The chief executive of Bury Council, Mark Sanders, has been warned by the Local Government Ombudsmen after he wrote to his local paper suggesting it stop printing readers' letters that opposed school closures in Prestwich.
The Prestwich Advertiser had carried numerous letters from angry readers after it published a document submitted by the governors to Prestwich Arts College to the Independent School Organisation Committee, which decides whether the schools should close. It claimed the schools were only marked for closure in order to gain £15m of extra government funding, a claim which Sanders rejected. When the letters flooded in Sanders wrote a letter to the Advertiser asking it to consider "giving the letters over to a different set of issues this week". He added: "The Schools Organisation Committee are relatively inexperienced people, not used to the sort of campaigning being exhibited. There is a legal due process that does not allow the other side of the argument to be put. Therefore what is happening is that they are being subjected to the sort of designed pressure to unduly fetter their judgment."
Advertiser editor Vince Hale replied saying: "The letters page provides our readers with an invaluable forum to air their views and debate important issues.
"For a council's chief executive to suggest we ignore those comments for fear of influencing an independent committee is ludicrous and underhand."
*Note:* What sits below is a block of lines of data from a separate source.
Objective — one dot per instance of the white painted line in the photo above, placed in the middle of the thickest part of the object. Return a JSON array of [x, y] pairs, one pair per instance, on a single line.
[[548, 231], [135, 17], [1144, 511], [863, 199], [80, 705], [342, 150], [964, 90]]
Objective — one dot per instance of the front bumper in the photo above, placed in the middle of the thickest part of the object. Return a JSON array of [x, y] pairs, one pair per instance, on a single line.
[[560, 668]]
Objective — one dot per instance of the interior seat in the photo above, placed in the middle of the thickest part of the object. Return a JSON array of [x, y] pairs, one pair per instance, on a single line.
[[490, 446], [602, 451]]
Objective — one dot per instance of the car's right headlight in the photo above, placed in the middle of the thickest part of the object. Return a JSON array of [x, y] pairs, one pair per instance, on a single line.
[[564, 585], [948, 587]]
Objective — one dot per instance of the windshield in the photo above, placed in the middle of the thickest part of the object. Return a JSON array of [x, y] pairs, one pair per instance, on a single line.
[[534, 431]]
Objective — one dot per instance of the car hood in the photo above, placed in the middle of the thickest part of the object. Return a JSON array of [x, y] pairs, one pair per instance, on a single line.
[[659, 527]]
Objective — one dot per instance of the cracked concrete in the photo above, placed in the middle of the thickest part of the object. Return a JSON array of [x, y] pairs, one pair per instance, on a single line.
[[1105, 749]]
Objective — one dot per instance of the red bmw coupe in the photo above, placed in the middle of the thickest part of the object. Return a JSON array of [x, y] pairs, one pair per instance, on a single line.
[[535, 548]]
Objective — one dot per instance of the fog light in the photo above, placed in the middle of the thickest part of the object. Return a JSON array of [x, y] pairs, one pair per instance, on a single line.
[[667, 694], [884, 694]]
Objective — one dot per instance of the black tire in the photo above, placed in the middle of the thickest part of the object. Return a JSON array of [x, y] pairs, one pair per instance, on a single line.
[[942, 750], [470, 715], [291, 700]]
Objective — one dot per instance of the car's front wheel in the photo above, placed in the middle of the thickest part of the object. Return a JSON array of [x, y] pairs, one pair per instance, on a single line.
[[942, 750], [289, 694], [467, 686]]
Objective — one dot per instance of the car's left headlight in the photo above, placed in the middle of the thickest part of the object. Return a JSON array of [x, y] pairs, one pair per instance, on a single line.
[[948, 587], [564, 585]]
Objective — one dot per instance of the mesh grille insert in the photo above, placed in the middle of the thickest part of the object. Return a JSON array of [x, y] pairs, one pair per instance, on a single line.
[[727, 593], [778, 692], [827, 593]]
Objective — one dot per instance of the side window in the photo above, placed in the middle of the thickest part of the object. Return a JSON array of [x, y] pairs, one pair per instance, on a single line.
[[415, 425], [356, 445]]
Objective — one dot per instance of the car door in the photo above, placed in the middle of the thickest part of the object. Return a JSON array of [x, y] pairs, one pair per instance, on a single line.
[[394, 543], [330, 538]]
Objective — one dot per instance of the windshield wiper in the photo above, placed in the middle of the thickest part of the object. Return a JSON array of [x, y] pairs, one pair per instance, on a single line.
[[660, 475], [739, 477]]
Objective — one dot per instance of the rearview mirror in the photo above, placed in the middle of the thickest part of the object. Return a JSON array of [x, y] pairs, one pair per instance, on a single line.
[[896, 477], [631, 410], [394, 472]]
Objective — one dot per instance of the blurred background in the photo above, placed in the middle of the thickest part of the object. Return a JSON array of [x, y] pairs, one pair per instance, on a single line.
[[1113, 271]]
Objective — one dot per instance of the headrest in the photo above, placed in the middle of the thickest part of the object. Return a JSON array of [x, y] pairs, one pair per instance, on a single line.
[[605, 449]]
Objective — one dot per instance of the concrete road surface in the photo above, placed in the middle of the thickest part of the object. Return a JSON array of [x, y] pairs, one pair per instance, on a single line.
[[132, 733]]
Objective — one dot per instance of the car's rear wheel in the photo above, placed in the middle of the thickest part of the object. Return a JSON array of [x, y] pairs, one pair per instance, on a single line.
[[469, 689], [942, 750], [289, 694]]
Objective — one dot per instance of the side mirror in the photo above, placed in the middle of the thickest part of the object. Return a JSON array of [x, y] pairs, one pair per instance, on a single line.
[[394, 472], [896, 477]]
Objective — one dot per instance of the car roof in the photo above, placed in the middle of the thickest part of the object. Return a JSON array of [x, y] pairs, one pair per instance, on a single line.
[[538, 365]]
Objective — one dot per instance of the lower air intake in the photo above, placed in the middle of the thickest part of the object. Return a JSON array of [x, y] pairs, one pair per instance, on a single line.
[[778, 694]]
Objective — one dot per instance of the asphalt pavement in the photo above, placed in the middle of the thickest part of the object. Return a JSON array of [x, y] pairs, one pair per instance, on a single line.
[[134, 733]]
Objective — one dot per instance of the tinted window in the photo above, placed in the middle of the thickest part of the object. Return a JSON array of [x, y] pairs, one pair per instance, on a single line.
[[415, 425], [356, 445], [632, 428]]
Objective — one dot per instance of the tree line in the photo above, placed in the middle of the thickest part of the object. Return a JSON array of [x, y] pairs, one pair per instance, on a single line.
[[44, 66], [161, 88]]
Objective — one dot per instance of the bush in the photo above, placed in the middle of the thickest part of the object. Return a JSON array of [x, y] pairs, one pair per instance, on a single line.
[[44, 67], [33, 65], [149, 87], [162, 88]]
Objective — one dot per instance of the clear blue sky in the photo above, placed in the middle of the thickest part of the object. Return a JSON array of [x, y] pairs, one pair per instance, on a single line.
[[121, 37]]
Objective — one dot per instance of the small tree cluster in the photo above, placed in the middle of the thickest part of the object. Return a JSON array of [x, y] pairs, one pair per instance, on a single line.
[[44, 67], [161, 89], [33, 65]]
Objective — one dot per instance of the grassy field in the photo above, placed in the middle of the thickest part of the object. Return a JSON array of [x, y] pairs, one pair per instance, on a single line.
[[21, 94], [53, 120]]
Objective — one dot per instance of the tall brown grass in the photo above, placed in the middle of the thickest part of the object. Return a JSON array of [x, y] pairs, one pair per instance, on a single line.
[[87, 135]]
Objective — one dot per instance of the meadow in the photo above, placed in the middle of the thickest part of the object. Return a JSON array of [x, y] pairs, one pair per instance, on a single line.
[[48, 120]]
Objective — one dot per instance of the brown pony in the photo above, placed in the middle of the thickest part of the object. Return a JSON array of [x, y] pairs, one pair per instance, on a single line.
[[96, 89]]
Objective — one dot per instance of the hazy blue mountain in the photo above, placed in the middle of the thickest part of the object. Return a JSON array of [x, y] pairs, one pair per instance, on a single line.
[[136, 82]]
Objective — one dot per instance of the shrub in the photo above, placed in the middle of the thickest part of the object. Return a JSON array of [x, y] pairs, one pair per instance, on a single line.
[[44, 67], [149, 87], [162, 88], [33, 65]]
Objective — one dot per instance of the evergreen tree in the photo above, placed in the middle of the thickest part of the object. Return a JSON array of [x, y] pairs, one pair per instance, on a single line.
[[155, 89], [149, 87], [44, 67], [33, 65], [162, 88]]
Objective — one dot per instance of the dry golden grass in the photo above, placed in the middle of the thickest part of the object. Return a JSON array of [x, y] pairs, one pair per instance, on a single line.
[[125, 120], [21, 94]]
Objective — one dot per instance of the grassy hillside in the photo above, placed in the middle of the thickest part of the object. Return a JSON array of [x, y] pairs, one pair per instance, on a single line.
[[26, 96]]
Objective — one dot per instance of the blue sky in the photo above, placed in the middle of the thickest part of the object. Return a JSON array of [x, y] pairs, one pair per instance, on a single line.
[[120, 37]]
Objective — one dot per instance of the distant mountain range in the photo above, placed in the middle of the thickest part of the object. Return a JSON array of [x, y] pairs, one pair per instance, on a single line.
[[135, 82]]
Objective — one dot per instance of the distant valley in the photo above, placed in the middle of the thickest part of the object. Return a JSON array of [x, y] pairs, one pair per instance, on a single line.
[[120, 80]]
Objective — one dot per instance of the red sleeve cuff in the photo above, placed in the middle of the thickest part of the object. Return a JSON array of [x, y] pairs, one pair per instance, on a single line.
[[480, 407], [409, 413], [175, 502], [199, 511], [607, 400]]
The ombudsmen has cleared Sanders of any wrongdoing, but advised his actions were ill-advised and not the best practice. The investigator, Tracey Sanderson, said that if Sanders were to repeat such tactics in the future, then the ombudsmen could find grounds to criticise the council.
Mr Sanders said: "All I did was ask people to bear the weighting of the correspondence in mind and allow the SOC to have a bit of freedom for one week alone."